Steve Reich
Steve Reich was recently called "America's greatest living
composer" in the
Village Voice. From his early taped
speeches,
It's Gonna Rain (1965) and
Come Out
(1966) to his and video artist Beryl Korot's digital video opera
Three Tales (2002), Reich's work has embraced not only
aspects of western classical music, but the structures, harmonies,
and rhythms of non-Western and American vernacular music, particularly
jazz. " There's just a handful of living composers who can legitimately
claim to have altered the direction of musical history and Steve
Reich is one of them," states
The Guardian. Born in New
York and raised there and in California, Reich graduated with
honors in philosophy from Cornell University in 1957. For the
next two years, he studied composition with Hall Overton, and
from 1958 to 1961 he studied at The Juilliard School with William
Bergsma and Vincent Persichetti. Reich received his M.A. in Music
from Mills College in 1963, where he worked with Luciano Berio
and Darius Milhaud. During the summer of 1970, with the help of
a grant from the Institute for International Education, Reich
studied drumming at the Institute for African Studies at the University
of Ghana in Accra. In 1973 and 1974, he studied Balinese Gamelan
Semar Pegulingan and Gamelan Gambang at the American Society for
Eastern Arts in Seattle and Berkeley. From 1976 to 1977 he studied
the traditional forms of cantillation (chanting) of the Hebrew
scriptures in New York and Jerusalem. In 1966, Steve Reich founded
his own ensemble of three musicians, which rapidly grew to 18
members or more. Since 1971, Steve Reich and Musicians have frequently
toured the world, and have the distinction of performing to sold-out
houses at venues as diverse as Carnegie Hall and the Bottom Line
Cabaret.
In June 1997, in celebration of Reich's 60th birthday, Nonesuch
released a ten CD retrospective box set of Reich's compositions,
featuring several newly recorded and re-mastered works. He also
won a Grammy award in 1999 for Best Small Ensemble for his piece
Music for 18 Musicians, also on the Nonesuch label. In July 1999,
a major retrospective of Reich's work was presented by the Lincoln
Center Festival. Earlier, in 1988, the South Bank Centre in London,
mounted a similar series of retrospective concerts. In 2000, he
was awarded the Schuman Prize from Columbia University, the Montgomery
Fellowship from Dartmouth College, the Regent's Lectureship at
the University of California at Berkeley, an honorary doctorate
from the California Institute of the Arts, and was named Composer
of the Year by Musical America magazine. Reich's 1988 piece,
Different
Trains, marked a new compositional method, rooted in
It's
Gonna Rain and
Come Out, in which speech recordings
generate the musical material for musical instruments. The New
York Times hailed
Different Trains as "a work of such
astonishing originality that breakthrough seems the only possible
description...possesses an absolutely harrowing emotional impact."

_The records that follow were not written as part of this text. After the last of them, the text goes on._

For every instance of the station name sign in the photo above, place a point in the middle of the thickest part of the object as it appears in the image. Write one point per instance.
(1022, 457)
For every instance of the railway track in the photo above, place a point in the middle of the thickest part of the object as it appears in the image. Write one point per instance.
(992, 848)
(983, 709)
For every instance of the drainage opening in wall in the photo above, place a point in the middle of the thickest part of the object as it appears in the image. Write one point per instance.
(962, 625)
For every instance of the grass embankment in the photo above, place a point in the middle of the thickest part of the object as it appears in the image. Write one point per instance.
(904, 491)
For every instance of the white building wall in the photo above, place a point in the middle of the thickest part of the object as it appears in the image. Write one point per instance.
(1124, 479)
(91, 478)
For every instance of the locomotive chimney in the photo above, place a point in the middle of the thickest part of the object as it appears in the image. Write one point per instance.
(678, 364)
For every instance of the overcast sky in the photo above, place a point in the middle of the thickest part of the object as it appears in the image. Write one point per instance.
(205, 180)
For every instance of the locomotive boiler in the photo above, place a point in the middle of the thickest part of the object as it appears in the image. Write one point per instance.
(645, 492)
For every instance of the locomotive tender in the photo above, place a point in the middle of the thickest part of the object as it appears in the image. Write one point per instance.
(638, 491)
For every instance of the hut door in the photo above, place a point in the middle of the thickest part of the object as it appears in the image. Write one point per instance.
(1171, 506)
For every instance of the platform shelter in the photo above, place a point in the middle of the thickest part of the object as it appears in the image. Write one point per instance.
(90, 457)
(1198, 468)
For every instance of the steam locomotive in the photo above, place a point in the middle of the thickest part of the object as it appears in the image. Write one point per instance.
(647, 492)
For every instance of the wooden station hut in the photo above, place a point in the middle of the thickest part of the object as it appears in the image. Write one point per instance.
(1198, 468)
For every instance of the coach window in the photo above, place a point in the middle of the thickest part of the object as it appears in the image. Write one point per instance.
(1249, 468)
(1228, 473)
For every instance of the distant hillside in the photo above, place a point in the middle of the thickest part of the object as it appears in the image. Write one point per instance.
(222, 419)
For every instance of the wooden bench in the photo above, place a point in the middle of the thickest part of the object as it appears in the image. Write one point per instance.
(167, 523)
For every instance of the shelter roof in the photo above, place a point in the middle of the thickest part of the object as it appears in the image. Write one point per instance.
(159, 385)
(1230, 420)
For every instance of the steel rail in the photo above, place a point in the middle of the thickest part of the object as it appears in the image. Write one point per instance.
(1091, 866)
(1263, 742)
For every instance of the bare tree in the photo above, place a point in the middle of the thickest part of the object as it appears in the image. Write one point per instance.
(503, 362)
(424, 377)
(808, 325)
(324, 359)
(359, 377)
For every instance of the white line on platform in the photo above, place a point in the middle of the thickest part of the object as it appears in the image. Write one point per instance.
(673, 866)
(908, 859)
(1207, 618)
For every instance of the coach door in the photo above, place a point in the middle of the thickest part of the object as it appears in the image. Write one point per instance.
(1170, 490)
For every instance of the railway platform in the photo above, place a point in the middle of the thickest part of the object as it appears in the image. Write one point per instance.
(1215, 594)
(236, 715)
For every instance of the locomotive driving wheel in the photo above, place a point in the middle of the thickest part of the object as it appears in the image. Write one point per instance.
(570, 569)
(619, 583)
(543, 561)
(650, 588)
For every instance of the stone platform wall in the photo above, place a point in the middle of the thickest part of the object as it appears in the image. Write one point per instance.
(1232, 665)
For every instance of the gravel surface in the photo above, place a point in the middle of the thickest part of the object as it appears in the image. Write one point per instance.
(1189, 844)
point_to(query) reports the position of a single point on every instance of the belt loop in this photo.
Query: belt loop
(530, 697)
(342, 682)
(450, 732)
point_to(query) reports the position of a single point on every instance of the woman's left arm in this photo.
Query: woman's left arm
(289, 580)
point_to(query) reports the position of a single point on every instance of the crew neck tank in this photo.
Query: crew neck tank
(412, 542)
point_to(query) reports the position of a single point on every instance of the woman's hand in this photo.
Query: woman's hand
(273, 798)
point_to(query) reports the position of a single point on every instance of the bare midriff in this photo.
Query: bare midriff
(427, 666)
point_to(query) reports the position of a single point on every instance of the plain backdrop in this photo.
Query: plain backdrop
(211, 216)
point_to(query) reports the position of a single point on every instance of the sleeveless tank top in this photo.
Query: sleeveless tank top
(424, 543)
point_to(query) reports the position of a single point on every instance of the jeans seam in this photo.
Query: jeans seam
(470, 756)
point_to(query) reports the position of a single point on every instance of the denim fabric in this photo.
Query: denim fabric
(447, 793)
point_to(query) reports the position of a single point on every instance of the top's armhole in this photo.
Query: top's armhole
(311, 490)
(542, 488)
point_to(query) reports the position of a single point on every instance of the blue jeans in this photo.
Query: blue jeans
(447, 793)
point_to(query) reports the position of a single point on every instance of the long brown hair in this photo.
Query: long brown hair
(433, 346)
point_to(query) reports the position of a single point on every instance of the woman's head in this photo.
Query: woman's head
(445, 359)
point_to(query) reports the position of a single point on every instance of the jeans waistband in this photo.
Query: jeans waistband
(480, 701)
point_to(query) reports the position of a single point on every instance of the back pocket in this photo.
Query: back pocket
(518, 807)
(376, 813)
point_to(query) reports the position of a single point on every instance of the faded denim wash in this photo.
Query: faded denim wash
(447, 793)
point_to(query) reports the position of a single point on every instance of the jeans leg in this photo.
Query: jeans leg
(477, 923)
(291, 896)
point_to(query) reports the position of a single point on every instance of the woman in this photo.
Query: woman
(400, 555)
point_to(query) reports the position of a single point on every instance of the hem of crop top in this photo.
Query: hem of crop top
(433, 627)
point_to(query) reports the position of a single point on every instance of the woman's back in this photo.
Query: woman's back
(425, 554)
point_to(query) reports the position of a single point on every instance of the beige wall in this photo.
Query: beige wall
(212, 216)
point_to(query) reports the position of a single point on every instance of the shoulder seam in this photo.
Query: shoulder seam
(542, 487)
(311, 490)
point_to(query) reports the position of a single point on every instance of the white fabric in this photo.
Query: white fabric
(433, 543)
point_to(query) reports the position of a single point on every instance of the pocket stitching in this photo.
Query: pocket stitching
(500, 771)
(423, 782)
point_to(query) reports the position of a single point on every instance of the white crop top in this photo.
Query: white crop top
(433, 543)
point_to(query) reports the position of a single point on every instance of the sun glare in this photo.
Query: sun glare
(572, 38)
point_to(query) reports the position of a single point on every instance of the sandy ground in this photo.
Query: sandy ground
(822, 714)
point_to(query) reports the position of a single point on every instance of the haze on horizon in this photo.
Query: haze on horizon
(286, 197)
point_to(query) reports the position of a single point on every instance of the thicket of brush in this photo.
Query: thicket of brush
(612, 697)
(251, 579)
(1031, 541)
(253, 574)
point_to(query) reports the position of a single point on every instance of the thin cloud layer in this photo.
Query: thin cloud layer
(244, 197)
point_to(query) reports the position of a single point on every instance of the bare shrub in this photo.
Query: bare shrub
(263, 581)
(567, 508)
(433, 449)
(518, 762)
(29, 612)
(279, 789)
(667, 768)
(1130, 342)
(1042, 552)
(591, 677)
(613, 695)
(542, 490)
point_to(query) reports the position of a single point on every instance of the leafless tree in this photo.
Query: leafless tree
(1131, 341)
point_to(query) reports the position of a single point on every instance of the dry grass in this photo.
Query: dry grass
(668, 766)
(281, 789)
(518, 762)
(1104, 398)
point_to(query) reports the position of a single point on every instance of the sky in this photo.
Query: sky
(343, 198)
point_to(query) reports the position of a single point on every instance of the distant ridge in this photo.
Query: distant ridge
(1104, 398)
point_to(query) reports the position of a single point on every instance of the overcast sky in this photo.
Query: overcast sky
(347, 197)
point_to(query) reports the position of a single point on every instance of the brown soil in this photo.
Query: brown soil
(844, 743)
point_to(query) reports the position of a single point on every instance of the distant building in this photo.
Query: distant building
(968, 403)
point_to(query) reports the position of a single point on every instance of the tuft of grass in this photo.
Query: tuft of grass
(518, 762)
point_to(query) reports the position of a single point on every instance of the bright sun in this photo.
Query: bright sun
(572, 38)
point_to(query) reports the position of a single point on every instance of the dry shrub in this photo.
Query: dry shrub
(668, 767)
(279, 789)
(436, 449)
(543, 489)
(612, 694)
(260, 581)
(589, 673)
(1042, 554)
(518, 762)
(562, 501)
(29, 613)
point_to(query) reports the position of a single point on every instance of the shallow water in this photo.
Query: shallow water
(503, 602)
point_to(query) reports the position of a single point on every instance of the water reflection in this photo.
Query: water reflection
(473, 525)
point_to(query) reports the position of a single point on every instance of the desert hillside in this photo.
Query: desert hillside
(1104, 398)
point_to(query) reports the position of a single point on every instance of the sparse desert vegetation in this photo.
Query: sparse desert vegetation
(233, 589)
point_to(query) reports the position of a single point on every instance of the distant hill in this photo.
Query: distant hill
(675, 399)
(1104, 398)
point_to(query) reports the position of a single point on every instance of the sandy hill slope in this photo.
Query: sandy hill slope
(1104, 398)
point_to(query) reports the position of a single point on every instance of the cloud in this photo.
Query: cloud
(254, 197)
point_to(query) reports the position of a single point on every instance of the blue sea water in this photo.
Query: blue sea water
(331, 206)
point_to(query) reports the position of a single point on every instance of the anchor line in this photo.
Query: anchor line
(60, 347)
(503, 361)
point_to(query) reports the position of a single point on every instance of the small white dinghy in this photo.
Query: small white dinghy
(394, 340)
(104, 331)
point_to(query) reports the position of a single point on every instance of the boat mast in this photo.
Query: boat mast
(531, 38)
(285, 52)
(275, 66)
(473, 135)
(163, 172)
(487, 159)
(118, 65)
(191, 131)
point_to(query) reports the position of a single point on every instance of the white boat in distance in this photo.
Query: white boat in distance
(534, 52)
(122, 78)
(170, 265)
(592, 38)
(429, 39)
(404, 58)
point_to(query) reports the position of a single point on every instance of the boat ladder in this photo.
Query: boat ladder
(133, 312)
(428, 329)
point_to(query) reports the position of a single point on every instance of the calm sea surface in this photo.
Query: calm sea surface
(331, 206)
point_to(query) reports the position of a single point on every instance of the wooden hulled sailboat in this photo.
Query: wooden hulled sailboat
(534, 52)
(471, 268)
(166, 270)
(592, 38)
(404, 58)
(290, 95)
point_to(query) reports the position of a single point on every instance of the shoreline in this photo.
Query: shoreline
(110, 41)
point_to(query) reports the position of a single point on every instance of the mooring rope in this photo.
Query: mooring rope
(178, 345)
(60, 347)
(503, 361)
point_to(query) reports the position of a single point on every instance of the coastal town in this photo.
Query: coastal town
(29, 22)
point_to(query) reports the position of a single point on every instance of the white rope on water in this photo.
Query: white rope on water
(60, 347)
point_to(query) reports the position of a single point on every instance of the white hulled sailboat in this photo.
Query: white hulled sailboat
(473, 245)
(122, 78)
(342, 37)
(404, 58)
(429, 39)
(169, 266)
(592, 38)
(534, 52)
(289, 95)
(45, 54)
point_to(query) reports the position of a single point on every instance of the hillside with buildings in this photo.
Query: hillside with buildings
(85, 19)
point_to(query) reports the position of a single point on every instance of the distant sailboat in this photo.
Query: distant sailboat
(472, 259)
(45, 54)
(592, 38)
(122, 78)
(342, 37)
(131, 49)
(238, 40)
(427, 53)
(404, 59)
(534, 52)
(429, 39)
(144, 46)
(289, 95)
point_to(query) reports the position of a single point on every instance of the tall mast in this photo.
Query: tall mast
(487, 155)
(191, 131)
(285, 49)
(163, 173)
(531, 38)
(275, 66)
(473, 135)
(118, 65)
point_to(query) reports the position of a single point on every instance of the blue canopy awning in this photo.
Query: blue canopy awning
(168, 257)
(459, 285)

In 1990, Reich received a Grammy Award for Best Contemporary Composition
for
Different Trains as recorded by the Kronos Quartet
on Nonesuch.
The Cave, Steve Reich and Beryl Korot's
music theater video piece exploring the Biblical story of Abraham,
Sarah, Hagar, Ishmael, and Isaac was hailed by
Time Magazine
as "a fascinating glimpse of what opera might be like in the 21st
century." Of the Chicago premiere, John von Rhein of the
Chicago
Tribune wrote, "The techniques embraced by this work have
the potential to enrich opera as living art a thousandfold...
The Cave impresses, ultimately, as a powerful and imaginative
work of high-tech music theater that brings the troubled present
into resonant dialogue with the ancient past, and invites all
of us to consider anew our shared cultural heritage." Over the
years, Steve Reich has received commissions from the Barbican
Centre London, the Holland Festival; San Francisco Symphony; the
Rothko Chapel; Vienna Festival; Hebbel Theater, Berlin; BAM (for
guitarist Pat Metheny); Spoleto Festival USA; West German Radio,
Köln; Settembre Musica, Torino; the Fromm Music Foundation for
clarinetist Richard Stoltzman; St. Louis Symphony Orchestra; Betty
Freeman for the Kronos Quartet; and the Festival d'Automne, Paris,
for the 200th anniversary of the French Revolution. In 1994, Reich
was elected to the American Academy of Arts and Letters, to the
Bavarian Academy of Fine Arts in 1995, and, in 1999, was awarded
Commandeur de l'ordre des Arts et Lettres.